By Samantha Pak
Northwest Asian Weekly
After 18 years of living in Beijing, Zhigen is finally fulfilling a promise to his late wife and returning to their village in the Chinese countryside with the nightingale she gave him as a parting gift.
For nearly two decades, he had been putting off this trip. But now that he is getting up there in his years, Zhigen (played by Baotian Li) realizes he — and the bird — may not have much time left to return home.
“The Nightingale” is the story of Zhigen’s cross-country trip, which he initially expects to go on alone. But when both his son and daughter-in-law are called away on business, Zhigen finds himself entrusted with Renxing, his young granddaughter, played by Xin Yi Yang.
When the two set out on their journey, things are more than just a little rough. From transportation mix-ups, to being forced to spend a couple days in a small village thanks to an ankle injury, Zhigen sustains from walking through the forest—an already not-so-simple trip quickly becomes a grand misadventure for grandfather and granddaughter.

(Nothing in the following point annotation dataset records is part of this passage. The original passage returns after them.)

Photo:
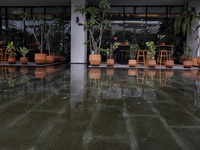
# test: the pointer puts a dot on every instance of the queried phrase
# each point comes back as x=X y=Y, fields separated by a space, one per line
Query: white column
x=77 y=85
x=78 y=35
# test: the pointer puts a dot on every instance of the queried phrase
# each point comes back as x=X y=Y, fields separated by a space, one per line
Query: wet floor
x=73 y=107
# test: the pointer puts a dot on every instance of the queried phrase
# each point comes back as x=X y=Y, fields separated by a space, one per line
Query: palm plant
x=95 y=23
x=23 y=51
x=11 y=49
x=152 y=49
x=133 y=50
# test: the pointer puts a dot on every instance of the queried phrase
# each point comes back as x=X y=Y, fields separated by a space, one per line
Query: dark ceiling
x=68 y=2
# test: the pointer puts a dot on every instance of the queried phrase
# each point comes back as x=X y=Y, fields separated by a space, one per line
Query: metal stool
x=162 y=56
x=141 y=54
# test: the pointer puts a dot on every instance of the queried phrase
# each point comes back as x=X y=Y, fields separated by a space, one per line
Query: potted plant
x=23 y=51
x=183 y=25
x=50 y=58
x=39 y=31
x=11 y=50
x=132 y=53
x=170 y=62
x=109 y=61
x=151 y=53
x=95 y=23
x=187 y=63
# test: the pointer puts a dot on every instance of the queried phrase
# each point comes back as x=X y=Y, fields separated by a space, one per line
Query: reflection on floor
x=79 y=108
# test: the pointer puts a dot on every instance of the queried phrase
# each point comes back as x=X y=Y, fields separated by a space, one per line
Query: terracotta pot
x=62 y=58
x=11 y=60
x=169 y=63
x=198 y=61
x=50 y=59
x=95 y=59
x=110 y=62
x=151 y=63
x=24 y=70
x=132 y=63
x=40 y=72
x=40 y=59
x=57 y=57
x=194 y=73
x=194 y=62
x=187 y=64
x=110 y=72
x=12 y=69
x=24 y=60
x=94 y=73
x=186 y=73
x=132 y=72
x=50 y=69
x=151 y=73
x=198 y=76
x=169 y=73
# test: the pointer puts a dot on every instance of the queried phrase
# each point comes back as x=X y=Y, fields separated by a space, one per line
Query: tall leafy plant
x=41 y=29
x=183 y=24
x=151 y=49
x=94 y=22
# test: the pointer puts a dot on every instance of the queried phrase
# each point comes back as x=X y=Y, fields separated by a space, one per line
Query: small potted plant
x=170 y=62
x=151 y=53
x=133 y=50
x=110 y=61
x=23 y=51
x=187 y=63
x=12 y=54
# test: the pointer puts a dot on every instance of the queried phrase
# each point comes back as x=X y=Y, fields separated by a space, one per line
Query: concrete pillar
x=78 y=35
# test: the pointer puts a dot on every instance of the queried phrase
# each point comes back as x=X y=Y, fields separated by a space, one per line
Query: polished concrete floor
x=75 y=107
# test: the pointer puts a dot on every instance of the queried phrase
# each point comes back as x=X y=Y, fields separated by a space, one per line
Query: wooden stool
x=162 y=56
x=141 y=54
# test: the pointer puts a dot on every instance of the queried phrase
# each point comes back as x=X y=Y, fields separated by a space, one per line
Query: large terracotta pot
x=57 y=57
x=151 y=73
x=110 y=72
x=24 y=70
x=12 y=69
x=151 y=63
x=198 y=61
x=132 y=72
x=110 y=62
x=50 y=69
x=24 y=60
x=40 y=72
x=187 y=64
x=11 y=60
x=194 y=62
x=169 y=73
x=50 y=59
x=186 y=73
x=169 y=63
x=132 y=62
x=40 y=59
x=95 y=59
x=94 y=73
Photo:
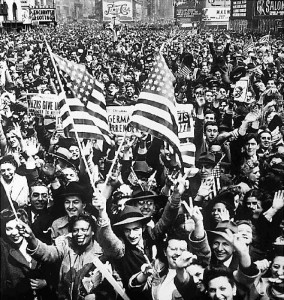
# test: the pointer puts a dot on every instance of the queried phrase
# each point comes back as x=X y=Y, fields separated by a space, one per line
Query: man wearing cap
x=74 y=204
x=130 y=225
x=222 y=241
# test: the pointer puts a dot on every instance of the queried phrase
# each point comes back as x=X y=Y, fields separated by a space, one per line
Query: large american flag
x=155 y=110
x=184 y=70
x=87 y=110
x=248 y=45
x=264 y=39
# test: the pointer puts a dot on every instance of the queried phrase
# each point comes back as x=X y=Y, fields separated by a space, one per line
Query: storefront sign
x=43 y=14
x=122 y=10
x=213 y=14
x=119 y=117
x=269 y=8
x=239 y=8
x=45 y=105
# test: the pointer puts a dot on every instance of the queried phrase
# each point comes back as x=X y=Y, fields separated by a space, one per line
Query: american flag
x=248 y=45
x=184 y=71
x=264 y=39
x=87 y=110
x=188 y=155
x=155 y=111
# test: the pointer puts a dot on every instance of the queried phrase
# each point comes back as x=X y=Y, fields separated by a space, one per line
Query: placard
x=45 y=105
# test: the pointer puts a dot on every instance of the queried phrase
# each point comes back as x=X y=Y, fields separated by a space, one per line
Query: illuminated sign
x=42 y=14
x=269 y=8
x=122 y=10
x=213 y=14
x=239 y=8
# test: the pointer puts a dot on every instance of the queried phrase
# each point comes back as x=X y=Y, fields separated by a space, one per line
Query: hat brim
x=224 y=235
x=61 y=157
x=144 y=220
x=207 y=162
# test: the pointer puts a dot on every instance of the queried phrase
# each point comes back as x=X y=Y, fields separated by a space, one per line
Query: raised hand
x=147 y=269
x=239 y=244
x=99 y=201
x=31 y=146
x=54 y=138
x=278 y=200
x=206 y=187
x=185 y=259
x=224 y=215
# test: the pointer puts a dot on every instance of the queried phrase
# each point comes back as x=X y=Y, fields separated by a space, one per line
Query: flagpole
x=98 y=263
x=75 y=131
x=115 y=158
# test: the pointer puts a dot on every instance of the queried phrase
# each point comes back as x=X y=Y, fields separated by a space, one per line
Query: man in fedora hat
x=74 y=204
x=222 y=244
x=137 y=238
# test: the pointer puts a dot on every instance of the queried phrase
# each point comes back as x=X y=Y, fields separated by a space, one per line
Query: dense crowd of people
x=70 y=211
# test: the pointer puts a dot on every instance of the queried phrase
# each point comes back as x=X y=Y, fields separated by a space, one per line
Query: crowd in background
x=213 y=231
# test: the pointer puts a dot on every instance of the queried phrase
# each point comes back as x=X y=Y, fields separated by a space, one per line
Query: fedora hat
x=75 y=189
x=206 y=158
x=222 y=229
x=237 y=73
x=138 y=195
x=64 y=154
x=129 y=215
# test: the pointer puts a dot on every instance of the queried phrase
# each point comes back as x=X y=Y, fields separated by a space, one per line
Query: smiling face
x=254 y=205
x=82 y=233
x=251 y=147
x=39 y=197
x=277 y=271
x=146 y=206
x=222 y=249
x=246 y=232
x=174 y=250
x=221 y=289
x=196 y=272
x=211 y=133
x=12 y=139
x=8 y=171
x=73 y=206
x=133 y=232
x=265 y=140
x=12 y=232
x=217 y=210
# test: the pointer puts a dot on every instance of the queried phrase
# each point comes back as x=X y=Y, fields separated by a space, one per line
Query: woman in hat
x=79 y=278
x=158 y=278
x=21 y=276
x=13 y=186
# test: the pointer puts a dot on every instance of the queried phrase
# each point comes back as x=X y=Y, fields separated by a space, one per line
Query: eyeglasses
x=43 y=195
x=148 y=203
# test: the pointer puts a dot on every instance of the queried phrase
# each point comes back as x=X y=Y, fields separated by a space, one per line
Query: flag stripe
x=161 y=130
x=156 y=111
x=87 y=111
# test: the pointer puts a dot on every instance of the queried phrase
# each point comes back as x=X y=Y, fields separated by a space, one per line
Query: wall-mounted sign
x=239 y=8
x=216 y=13
x=123 y=10
x=269 y=8
x=43 y=14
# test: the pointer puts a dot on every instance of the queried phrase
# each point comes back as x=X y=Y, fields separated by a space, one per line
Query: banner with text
x=45 y=105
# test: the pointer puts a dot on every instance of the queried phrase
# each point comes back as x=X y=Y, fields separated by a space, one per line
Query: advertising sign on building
x=269 y=8
x=239 y=8
x=122 y=10
x=43 y=14
x=214 y=3
x=216 y=13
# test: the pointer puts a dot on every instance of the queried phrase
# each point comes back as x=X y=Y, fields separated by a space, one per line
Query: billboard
x=269 y=8
x=239 y=8
x=122 y=10
x=42 y=15
x=216 y=14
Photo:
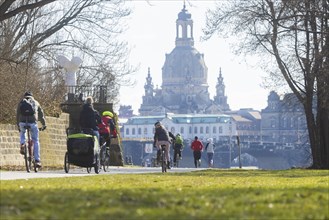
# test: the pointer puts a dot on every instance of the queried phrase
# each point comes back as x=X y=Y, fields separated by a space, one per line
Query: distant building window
x=220 y=130
x=272 y=121
x=284 y=122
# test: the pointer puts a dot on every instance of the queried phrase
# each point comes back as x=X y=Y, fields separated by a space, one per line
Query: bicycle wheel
x=66 y=163
x=105 y=160
x=163 y=163
x=27 y=159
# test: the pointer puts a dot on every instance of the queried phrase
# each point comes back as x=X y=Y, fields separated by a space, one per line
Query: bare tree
x=33 y=33
x=296 y=34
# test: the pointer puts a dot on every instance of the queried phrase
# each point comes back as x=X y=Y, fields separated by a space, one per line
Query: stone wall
x=52 y=142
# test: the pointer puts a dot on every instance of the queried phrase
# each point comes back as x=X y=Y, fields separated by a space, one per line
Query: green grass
x=210 y=194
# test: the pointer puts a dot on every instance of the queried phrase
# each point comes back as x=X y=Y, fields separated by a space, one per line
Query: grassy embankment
x=211 y=194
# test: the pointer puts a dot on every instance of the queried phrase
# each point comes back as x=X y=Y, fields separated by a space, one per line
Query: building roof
x=181 y=119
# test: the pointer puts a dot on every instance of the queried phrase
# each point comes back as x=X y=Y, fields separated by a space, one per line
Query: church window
x=272 y=121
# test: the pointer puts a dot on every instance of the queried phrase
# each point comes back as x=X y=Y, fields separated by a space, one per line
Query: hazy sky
x=151 y=35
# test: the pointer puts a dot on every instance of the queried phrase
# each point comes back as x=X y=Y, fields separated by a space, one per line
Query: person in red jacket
x=107 y=127
x=197 y=148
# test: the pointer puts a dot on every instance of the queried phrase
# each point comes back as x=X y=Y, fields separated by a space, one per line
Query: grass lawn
x=210 y=194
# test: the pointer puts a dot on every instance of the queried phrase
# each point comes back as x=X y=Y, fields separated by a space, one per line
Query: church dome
x=182 y=64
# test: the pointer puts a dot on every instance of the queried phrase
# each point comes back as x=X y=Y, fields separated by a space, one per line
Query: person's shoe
x=22 y=150
x=38 y=164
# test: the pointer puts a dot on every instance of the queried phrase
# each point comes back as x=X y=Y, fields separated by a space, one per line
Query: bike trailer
x=82 y=149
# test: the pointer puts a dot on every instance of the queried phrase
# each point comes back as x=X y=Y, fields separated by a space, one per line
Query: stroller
x=82 y=150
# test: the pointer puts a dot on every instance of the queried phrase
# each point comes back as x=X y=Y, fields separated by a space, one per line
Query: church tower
x=220 y=99
x=184 y=88
x=184 y=73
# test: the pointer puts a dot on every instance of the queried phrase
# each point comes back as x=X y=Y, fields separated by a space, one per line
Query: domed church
x=184 y=87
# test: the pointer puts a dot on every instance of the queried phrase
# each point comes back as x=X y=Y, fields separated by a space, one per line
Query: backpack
x=26 y=107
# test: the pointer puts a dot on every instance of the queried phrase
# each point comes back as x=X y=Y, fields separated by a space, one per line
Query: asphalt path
x=14 y=175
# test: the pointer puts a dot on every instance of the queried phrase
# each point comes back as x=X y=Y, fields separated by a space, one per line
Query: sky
x=151 y=34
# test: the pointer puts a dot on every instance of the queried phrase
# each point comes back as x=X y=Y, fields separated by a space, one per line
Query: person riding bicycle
x=178 y=147
x=197 y=148
x=28 y=113
x=107 y=127
x=162 y=137
x=89 y=117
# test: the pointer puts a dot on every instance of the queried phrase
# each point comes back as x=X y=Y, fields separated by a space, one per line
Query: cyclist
x=178 y=147
x=162 y=137
x=197 y=148
x=30 y=117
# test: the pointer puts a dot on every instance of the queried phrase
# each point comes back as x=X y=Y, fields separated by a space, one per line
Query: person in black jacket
x=162 y=137
x=89 y=117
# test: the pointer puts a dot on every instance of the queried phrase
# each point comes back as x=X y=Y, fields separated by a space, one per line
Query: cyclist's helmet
x=28 y=94
x=108 y=113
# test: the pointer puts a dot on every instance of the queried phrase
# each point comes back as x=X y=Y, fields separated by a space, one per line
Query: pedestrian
x=161 y=137
x=178 y=147
x=197 y=148
x=28 y=113
x=90 y=118
x=210 y=148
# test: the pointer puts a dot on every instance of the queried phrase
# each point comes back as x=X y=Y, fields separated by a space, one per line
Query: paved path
x=13 y=175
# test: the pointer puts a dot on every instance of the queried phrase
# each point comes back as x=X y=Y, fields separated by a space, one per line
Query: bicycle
x=29 y=151
x=105 y=157
x=163 y=159
x=176 y=158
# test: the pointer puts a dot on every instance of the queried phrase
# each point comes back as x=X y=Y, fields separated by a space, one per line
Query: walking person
x=197 y=148
x=28 y=113
x=106 y=128
x=210 y=149
x=178 y=147
x=161 y=137
x=90 y=118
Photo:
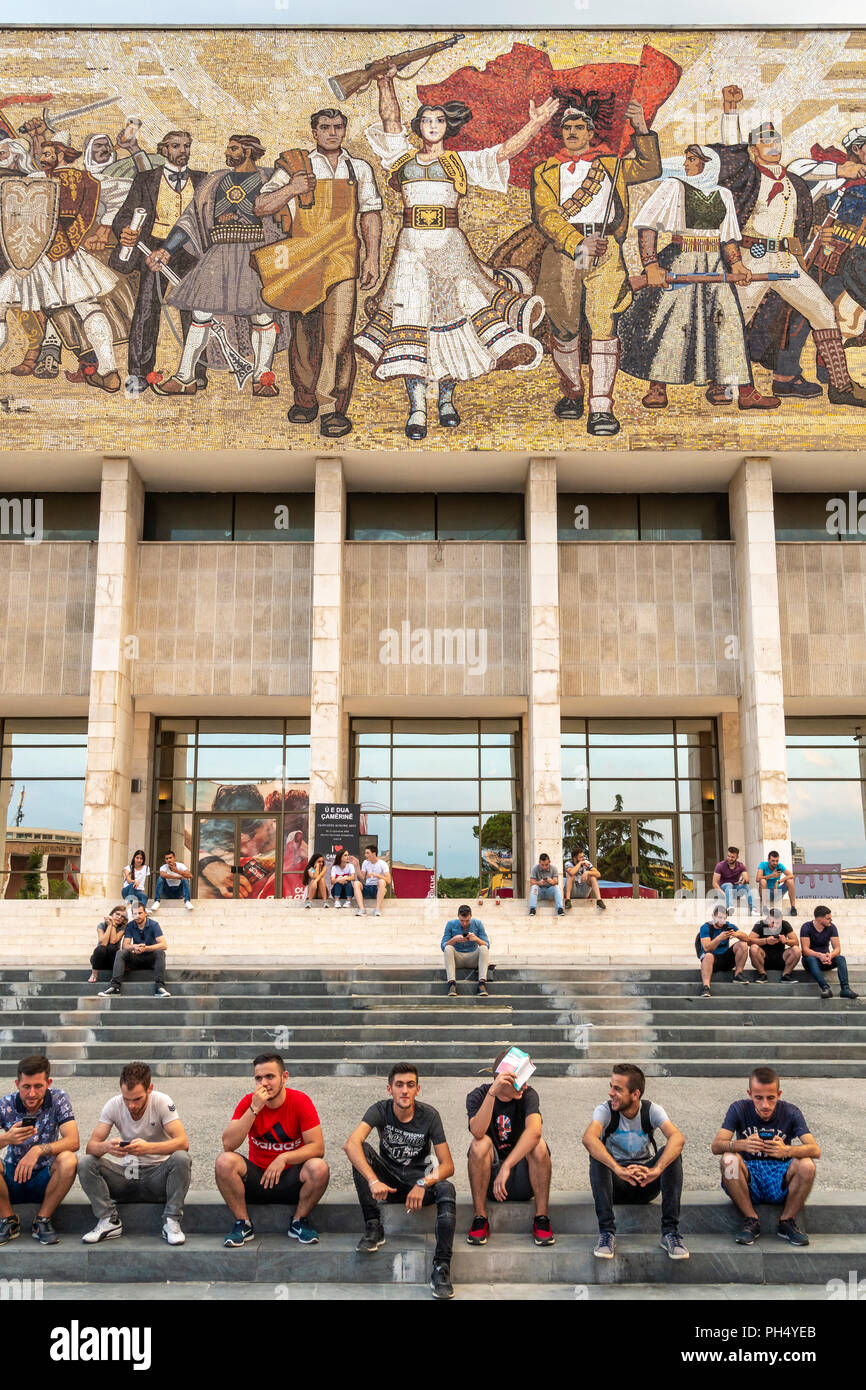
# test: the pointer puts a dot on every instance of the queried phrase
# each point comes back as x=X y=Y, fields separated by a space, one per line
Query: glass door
x=635 y=855
x=237 y=856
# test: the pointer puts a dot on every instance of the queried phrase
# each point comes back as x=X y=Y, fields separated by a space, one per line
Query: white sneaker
x=107 y=1228
x=171 y=1232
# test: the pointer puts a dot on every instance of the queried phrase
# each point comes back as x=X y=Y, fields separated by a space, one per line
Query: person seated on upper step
x=720 y=947
x=287 y=1154
x=544 y=883
x=773 y=945
x=146 y=1161
x=773 y=1169
x=39 y=1141
x=110 y=931
x=143 y=948
x=464 y=945
x=626 y=1166
x=583 y=879
x=403 y=1171
x=509 y=1161
x=822 y=952
x=376 y=876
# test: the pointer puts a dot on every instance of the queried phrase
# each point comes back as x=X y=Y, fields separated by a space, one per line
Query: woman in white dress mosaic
x=441 y=314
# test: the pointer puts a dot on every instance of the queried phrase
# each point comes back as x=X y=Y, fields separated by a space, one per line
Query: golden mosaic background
x=213 y=82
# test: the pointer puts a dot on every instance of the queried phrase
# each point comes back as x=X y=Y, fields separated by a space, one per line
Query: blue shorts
x=766 y=1179
x=29 y=1191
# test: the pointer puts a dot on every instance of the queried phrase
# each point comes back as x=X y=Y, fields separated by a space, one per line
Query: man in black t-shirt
x=508 y=1159
x=773 y=945
x=822 y=952
x=403 y=1171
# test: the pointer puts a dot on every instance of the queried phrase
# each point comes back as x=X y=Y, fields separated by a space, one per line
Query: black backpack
x=613 y=1123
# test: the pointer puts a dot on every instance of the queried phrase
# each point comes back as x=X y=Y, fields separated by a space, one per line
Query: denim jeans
x=738 y=890
x=608 y=1190
x=552 y=890
x=816 y=970
x=167 y=890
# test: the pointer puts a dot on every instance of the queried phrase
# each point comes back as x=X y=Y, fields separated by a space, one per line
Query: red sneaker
x=478 y=1232
x=541 y=1232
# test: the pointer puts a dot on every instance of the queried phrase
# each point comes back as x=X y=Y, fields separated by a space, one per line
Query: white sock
x=193 y=346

While “Nightingale” is largely a road trip movie, focusing on Zhigen and Renxing’s journey, it is also a family drama as the relationships among the four main characters are complicated. At the starting point of the film, Zhigen and Renxing barely know each other; Zhigen and his son Chongyi (played by Hao Qin) have been estranged for about four years and Chongyi’s relationship with his wife Quanying (played by Xiao Ran Li) has grown distant as the couple has allowed their work to take priority.
Although “Nightingale” is in Mandarin and having to read subtitles may sometimes detract from the viewer’s experience, the film is well acted by the four cast members that there is no need to translate their feelings and emotions.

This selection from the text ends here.